Background: The measurement of GFR in experimental rodents is pivotal to understanding the progression of kidney disease and the benefits of treatment strategies. Traditional methods can be invasive, inaccurate, and/or labour-intensive. This has led to development of a non-invasive clearance device (NIC-Kidney), which measures transcutaneous decay of injected FITC-sinistrin in conscious rodents. The technique has been tested and used in a range of mouse models. However, simultaneous comparisons to an established method have not been performed, and the technique is yet to be validated in obese mice.
Methods: Five-week-old male C57BL/6J mice were randomised to either a high fat diet (60% kcal from fat, n=13) or normal diet (n=12) for 10 weeks. Body composition was measured using NMR mini-spec. Mice were subjected to a single retro-orbital injection of FITC-sinistrin (10mg/100g) and transcutaneous decay using the NIC-Kidney Device was simultaneously compared to plasma clearance (two-phase exponential decay) in the same, conscious mice.
Results: Mice randomised to high fat vs normal diet developed obesity (BW: 32.2 vs 26.6 g, fat mass: 23 vs 14%, P<0.01). In lean mice, there was a linear relationship between transcutaneous and plasma clearance GFR values (linear regression: P<0.05, R2 = 0.35), which remained when GFR was adjusted for body weight (linear regression: P<0.01, R2 = 0.48). This relationship between GFR values, using the two methods, was not evident in obese mice.
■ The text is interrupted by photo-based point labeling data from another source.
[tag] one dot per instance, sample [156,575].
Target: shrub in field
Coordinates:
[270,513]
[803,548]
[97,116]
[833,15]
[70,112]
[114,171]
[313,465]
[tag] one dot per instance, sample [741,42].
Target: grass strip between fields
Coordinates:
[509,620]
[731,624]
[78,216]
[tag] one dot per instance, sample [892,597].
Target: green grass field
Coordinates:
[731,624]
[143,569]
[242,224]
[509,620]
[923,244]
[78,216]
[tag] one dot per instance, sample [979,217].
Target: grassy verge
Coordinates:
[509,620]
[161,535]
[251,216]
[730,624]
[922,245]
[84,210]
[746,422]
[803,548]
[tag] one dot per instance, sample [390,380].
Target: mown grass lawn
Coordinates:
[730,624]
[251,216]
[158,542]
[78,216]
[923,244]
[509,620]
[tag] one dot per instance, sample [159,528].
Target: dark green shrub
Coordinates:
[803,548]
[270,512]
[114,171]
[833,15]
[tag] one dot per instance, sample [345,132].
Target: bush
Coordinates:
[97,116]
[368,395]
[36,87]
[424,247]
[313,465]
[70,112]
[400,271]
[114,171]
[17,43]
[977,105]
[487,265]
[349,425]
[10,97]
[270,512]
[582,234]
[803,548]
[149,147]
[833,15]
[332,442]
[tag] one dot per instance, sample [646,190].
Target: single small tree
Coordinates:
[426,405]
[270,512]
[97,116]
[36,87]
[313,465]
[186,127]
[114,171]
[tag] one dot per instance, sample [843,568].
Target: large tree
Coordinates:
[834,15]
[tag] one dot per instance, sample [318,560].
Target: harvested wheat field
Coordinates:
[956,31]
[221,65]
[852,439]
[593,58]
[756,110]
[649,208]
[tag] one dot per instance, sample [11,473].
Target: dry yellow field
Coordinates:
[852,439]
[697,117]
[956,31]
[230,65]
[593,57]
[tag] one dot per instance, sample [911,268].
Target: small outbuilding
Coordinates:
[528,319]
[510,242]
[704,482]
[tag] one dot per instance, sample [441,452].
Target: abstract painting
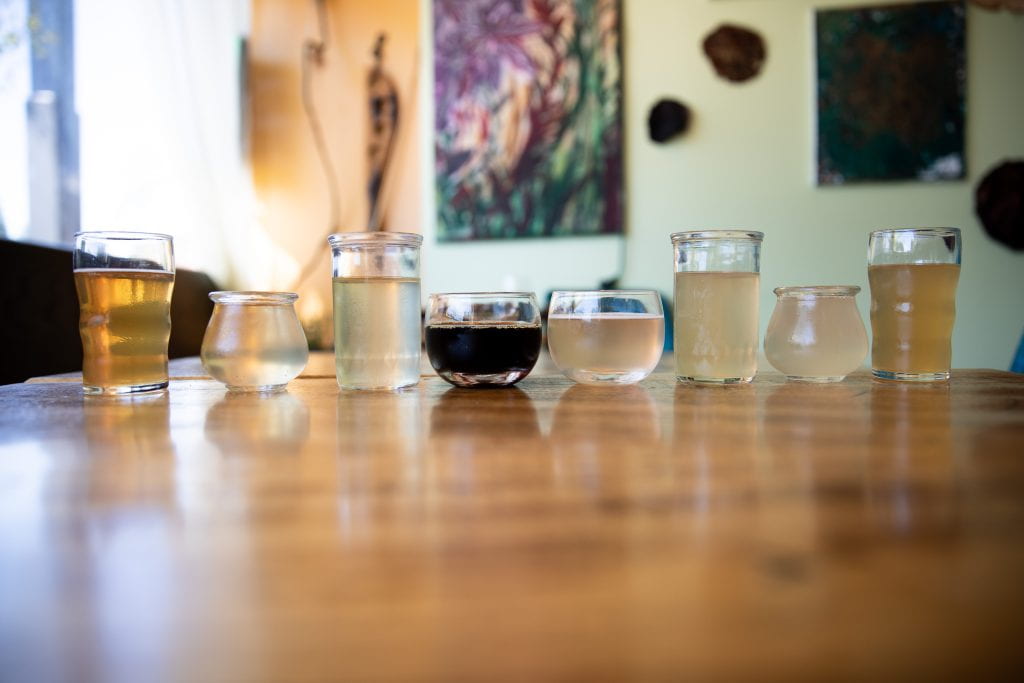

Conclusions: The non-invasive transcutaneous method for assessing GFR is suitable for use in lean, but not obese, mice. This may be due to impairments in cutaneous blood flow in obesity, which requires study.
Thomas Mullins completed a Bachelor of Science (First Class Honours) at The University of Queensland in 2017. His current research interests include diabetic nephropathy, anti-diabetic therapies that target the kidneys (SGLT2 inhibitors), and diabetes complications in pregnancy. Thomas is enrolled to commence a PhD project at The University of Queensland in the next academic quarter, supervised by Dr Helen Barrett, Dr Linda Gallo and Prof Karen Moritz. His PhD will focus on pregnancies complicated by type 2 diabetes mellitus, and associations of the microbiome with pregnancy and infant outcomes.